Sandy delivered a keynote address and set the scene for the panel discussion. She highlighted how current views of assessment and standardised testing are too narrow. The solution could be to give teachers more flexibility and control over the testing content, however this poses other problems. “We understand learning to be developmental, that we can measure a student’s ability on a continuum much like we can measure temperature”. However, as she noted, “learning is so much more complex”. If we believe teaching to be complex, then we can’t still assume teachers can easily, quickly and efficiently create content and assess children’s development.” Sandy went on to advise that there is a need for researchers, psychometricians and the education professions to do some hard work in developing assessments, before we look to exciting advances in technology to make these assessments readily available to classroom teachers.
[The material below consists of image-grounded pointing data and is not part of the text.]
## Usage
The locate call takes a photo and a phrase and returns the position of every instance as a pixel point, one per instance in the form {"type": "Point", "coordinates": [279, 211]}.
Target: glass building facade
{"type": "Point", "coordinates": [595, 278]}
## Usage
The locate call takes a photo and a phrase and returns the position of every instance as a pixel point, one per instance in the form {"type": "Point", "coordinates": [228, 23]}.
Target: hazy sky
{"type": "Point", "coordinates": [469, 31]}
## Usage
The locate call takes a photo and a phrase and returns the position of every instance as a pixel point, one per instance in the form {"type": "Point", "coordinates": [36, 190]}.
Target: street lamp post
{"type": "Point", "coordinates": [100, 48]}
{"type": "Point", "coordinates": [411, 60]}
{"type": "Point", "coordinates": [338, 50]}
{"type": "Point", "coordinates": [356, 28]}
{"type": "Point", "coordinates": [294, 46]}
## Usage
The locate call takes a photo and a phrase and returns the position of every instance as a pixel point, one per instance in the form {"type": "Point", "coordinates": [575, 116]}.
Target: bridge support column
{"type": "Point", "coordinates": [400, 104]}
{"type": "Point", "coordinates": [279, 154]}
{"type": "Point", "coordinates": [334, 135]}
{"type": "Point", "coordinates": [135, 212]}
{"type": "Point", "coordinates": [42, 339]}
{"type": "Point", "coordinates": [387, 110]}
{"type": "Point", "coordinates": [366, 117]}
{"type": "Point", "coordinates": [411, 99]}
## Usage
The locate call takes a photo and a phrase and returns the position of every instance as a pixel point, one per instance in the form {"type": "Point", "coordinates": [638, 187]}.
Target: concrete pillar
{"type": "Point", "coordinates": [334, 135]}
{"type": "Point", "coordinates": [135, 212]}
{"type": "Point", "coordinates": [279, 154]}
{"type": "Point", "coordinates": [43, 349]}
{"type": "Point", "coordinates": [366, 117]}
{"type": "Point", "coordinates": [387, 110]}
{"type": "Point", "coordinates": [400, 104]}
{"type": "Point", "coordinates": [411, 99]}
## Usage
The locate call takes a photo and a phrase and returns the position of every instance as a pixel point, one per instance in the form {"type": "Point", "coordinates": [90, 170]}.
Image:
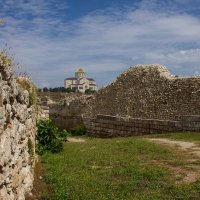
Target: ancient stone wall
{"type": "Point", "coordinates": [65, 109]}
{"type": "Point", "coordinates": [148, 92]}
{"type": "Point", "coordinates": [111, 126]}
{"type": "Point", "coordinates": [17, 134]}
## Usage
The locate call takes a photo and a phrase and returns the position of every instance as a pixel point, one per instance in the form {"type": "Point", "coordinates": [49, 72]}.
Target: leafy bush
{"type": "Point", "coordinates": [78, 130]}
{"type": "Point", "coordinates": [49, 137]}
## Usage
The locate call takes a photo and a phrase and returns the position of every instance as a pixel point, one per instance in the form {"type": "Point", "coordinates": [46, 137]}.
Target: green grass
{"type": "Point", "coordinates": [187, 136]}
{"type": "Point", "coordinates": [116, 169]}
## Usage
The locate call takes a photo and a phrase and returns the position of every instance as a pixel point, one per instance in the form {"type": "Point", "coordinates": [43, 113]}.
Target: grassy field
{"type": "Point", "coordinates": [120, 169]}
{"type": "Point", "coordinates": [187, 136]}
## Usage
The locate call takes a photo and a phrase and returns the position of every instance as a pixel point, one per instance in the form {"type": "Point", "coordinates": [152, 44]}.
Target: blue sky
{"type": "Point", "coordinates": [51, 38]}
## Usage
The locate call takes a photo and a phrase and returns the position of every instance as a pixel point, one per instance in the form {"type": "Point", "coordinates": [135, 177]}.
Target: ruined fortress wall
{"type": "Point", "coordinates": [105, 126]}
{"type": "Point", "coordinates": [64, 109]}
{"type": "Point", "coordinates": [17, 136]}
{"type": "Point", "coordinates": [148, 92]}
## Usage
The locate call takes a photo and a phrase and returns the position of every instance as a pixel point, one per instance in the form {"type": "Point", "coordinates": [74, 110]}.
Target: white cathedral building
{"type": "Point", "coordinates": [80, 82]}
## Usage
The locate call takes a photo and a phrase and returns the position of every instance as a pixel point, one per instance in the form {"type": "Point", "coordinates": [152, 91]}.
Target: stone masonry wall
{"type": "Point", "coordinates": [17, 136]}
{"type": "Point", "coordinates": [148, 92]}
{"type": "Point", "coordinates": [111, 126]}
{"type": "Point", "coordinates": [64, 109]}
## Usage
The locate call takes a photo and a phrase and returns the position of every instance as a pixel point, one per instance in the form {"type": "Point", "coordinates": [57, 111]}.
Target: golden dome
{"type": "Point", "coordinates": [80, 70]}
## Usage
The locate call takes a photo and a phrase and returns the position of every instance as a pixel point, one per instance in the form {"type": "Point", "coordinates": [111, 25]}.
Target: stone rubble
{"type": "Point", "coordinates": [17, 136]}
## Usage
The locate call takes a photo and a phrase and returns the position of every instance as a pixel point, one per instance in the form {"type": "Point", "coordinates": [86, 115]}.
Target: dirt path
{"type": "Point", "coordinates": [191, 147]}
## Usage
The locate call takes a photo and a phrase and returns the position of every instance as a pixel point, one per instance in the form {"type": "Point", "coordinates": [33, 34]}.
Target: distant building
{"type": "Point", "coordinates": [80, 82]}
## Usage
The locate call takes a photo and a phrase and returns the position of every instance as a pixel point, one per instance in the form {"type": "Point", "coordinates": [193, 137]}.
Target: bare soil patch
{"type": "Point", "coordinates": [190, 147]}
{"type": "Point", "coordinates": [40, 187]}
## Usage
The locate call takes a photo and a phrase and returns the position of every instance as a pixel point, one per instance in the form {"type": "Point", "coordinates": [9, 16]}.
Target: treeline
{"type": "Point", "coordinates": [62, 89]}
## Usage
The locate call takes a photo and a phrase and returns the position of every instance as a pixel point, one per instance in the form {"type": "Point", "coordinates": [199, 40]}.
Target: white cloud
{"type": "Point", "coordinates": [102, 41]}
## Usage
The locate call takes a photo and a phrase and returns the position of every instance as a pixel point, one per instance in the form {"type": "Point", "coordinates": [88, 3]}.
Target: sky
{"type": "Point", "coordinates": [50, 39]}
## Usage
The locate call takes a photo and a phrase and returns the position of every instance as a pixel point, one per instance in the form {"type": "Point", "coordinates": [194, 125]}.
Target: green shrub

The discussion was timely, as a large review of NAPLAN is already underway and work has begun on conceptualising ways of providing schools with access to low-stakes classroom tests. The panel agreed that there is no doubt the results and data that come from NAPLAN are invaluable. Lynda Fisher however pointed out, “Where data is generated externally to the teacher and used to assess teacher or school performance the emphasis shifts from using the data to understand the progress students make, to teaching to a test to meet system, school or teacher performance requirements within a narrow band.”

“An assessment tool such as Brightpath gives teachers a simple, easy to use, practical tool that will assess students in various scales. Allowing them to continually improve, strive for best practice and cater to different learning styles.” Lynda Fisher said.

Mathilda Joubert drew on her work as the researcher to Ken Robinson for the UK National Advisory Committee on Creative and Cultural Education, to help explain creativity and ways of assessing it.

The panel spoke about the inequity in access to technology at home, and issues like parental instability or health as being some of the reasons students can fall behind. By using data gathered over the years, teachers will be able to pinpoint drop-offs and intervene. 

“I can see a future of an on-line, on-demand assessment with multi-stream, adaptive testing to provide a better, more holistic view of student learning tied to valuable scales that identify student strengths and gaps and that provides suggestions for approaches teachers can take,” said Andrew Smith. 

‘Will technology provide a much-sought after breakthrough in educational assessment’ was a thought leadership keynote and panel session sponsored by Brightpath Assessments, held on the Innovation Stage at EduTECH Conference, Friday 7 June 2019.